La pioggia picchiava continua e lenta sulle due bare affiancate.
A Ishtal c'era un solo cimitero e un solo profeta a diffondere la benedizione dei santi, ma né Lucian, né Liz avevano goduto della loro protezione mentre erano in vita, e gli dei dimenticati non si ssrebbero ridestati solo per accogliere due dei loro figli.

Era assurdo come il tutto si fosse ridotto nelle mani di un padre che era troppo stanco per andare avanti.

Baram camminava solo perché doveva, in una lenta processione dietro suo figlio e una figlia acquisita trasportati sulle spalle dai gemelli, Arees, Brianna e Kaya. Hazel gli stava accanto.
A tratti nemmeno lei capiva se Baram percepisse davvero quello che gli stava succedendo attorno, perché aveva gli occhi persi e la bocca quasi schiusa.

«Ho settant'anni» fece lui, d'un tratto. «Ho combattuto in una rivolta, ho vissuto una guerra, ho affrontato una minaccia terrorista per anni» la voce era bassa e arrabbiata. «Mio figlio aveva tutta la vita davanti. Quella di Liz era appena iniziata.»

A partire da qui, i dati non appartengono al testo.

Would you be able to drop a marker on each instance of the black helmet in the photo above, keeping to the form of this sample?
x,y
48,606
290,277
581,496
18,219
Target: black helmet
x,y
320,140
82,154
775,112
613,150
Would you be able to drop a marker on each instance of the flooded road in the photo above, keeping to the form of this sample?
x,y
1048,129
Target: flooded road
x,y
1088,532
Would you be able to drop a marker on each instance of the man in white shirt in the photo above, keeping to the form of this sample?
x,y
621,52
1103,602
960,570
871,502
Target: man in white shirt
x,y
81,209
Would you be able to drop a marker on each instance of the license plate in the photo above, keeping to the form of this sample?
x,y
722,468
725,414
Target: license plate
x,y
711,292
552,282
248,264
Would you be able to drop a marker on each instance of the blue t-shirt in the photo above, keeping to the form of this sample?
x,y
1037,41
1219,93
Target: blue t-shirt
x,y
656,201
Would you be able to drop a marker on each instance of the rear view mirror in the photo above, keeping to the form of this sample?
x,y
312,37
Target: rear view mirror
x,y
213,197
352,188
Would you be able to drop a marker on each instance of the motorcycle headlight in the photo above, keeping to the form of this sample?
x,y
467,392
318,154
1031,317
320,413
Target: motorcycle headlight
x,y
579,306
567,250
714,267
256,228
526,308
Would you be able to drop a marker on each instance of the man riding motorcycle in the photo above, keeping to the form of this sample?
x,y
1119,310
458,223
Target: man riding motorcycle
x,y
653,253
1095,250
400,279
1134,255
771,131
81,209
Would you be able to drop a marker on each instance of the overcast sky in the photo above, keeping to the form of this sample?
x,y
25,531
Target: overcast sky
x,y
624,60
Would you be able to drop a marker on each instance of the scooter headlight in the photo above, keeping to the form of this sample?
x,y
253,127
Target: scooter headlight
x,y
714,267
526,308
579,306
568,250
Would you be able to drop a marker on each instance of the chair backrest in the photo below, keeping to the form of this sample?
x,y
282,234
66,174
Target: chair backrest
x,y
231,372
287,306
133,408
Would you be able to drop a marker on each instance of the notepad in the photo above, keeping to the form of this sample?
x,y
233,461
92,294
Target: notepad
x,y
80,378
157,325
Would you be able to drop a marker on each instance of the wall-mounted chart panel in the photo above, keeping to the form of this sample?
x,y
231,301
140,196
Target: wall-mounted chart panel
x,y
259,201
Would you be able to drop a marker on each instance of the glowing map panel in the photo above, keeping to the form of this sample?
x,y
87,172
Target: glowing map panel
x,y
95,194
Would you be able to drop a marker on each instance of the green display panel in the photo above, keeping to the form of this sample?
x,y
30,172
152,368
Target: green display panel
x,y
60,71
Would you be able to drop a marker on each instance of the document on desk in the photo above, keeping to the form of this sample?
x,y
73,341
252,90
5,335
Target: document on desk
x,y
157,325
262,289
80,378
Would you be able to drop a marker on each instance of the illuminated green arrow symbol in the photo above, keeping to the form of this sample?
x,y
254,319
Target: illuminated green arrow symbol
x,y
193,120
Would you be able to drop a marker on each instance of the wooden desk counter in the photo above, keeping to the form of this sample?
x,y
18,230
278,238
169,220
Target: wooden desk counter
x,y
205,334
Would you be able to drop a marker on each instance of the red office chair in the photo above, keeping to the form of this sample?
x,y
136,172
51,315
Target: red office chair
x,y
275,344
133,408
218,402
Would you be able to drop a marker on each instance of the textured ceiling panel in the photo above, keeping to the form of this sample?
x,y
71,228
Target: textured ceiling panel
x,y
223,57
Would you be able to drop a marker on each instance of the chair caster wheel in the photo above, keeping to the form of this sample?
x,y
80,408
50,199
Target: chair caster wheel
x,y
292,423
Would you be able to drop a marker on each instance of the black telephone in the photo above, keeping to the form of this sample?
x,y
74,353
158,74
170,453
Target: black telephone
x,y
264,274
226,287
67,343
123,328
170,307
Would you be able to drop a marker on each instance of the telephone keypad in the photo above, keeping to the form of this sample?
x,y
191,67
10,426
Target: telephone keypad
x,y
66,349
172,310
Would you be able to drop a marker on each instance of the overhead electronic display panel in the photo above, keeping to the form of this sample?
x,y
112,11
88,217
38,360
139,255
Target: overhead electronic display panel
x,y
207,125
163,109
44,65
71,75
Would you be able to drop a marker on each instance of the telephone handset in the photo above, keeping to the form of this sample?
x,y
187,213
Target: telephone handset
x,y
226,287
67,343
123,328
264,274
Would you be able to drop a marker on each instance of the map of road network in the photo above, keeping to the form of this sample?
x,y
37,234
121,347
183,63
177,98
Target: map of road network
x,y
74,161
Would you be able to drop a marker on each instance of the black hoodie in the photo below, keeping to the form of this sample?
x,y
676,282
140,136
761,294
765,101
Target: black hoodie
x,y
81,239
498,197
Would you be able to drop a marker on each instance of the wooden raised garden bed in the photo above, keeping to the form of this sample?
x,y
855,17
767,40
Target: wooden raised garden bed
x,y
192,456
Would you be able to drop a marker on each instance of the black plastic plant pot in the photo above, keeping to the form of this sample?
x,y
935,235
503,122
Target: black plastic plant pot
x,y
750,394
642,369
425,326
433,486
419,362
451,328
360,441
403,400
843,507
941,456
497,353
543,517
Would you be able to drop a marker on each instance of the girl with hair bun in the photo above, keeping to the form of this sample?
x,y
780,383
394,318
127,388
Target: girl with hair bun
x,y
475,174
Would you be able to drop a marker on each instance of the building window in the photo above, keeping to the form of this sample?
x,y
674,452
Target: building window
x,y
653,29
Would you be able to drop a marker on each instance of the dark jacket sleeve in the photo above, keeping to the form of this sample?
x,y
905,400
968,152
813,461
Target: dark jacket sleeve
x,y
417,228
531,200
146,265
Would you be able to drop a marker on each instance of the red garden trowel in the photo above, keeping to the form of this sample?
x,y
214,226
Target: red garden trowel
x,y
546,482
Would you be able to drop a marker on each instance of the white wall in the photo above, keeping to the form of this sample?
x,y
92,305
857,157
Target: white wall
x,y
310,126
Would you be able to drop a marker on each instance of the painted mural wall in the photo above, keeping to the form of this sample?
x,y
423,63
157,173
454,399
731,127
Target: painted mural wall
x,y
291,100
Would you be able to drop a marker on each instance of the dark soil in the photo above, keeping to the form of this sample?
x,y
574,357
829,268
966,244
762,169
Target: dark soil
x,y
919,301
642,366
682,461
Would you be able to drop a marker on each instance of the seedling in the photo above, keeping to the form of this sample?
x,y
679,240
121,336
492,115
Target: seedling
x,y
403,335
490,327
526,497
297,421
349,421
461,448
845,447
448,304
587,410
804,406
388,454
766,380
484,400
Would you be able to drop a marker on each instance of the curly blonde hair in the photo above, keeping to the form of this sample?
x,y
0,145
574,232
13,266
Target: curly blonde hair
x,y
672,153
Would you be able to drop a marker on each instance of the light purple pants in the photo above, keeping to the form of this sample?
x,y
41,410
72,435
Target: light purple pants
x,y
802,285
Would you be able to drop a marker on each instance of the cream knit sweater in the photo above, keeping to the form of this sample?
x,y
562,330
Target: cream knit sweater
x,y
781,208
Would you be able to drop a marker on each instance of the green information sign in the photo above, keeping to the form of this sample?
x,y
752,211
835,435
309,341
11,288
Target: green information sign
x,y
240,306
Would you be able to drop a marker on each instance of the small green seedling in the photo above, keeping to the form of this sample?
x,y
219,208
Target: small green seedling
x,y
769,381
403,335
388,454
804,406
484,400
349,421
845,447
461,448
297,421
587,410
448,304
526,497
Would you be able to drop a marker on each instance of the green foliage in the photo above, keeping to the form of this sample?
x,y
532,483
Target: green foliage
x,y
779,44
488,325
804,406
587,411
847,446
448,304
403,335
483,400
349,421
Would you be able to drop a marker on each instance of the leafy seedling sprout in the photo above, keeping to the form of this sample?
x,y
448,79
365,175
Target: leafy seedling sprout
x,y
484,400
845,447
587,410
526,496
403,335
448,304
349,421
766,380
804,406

Hazel deglutì e cacciò indietro il nodo che aveva in gola.
C'era tempo per le lacrime, adesso le sue le aveva cedute a Kaya che camminava sostenendo quasi del tutto sola la bara di Lucian.

Hazel prese sotto braccio suo nonno.
«Dovevo esserci io al loro posto» disse lui, «La morte non ti guarda in faccia. Ma potevo fare di più.»

Era lo stesso tormento che lei si portava addosso. Soprattutto, perché era tutta colpa sua.
Lei poteva, anzi, lei doveva fermare Aidan. Avrebbe dovuto farlo.

E il suo supplizio si sarebbe fermato lì se non avesse trovato la sua invenzione distrutta al centro del castello.
Non aveva detto a nessuno di averla trovata, o che successivamente l'avesse raccolta e portata a casa.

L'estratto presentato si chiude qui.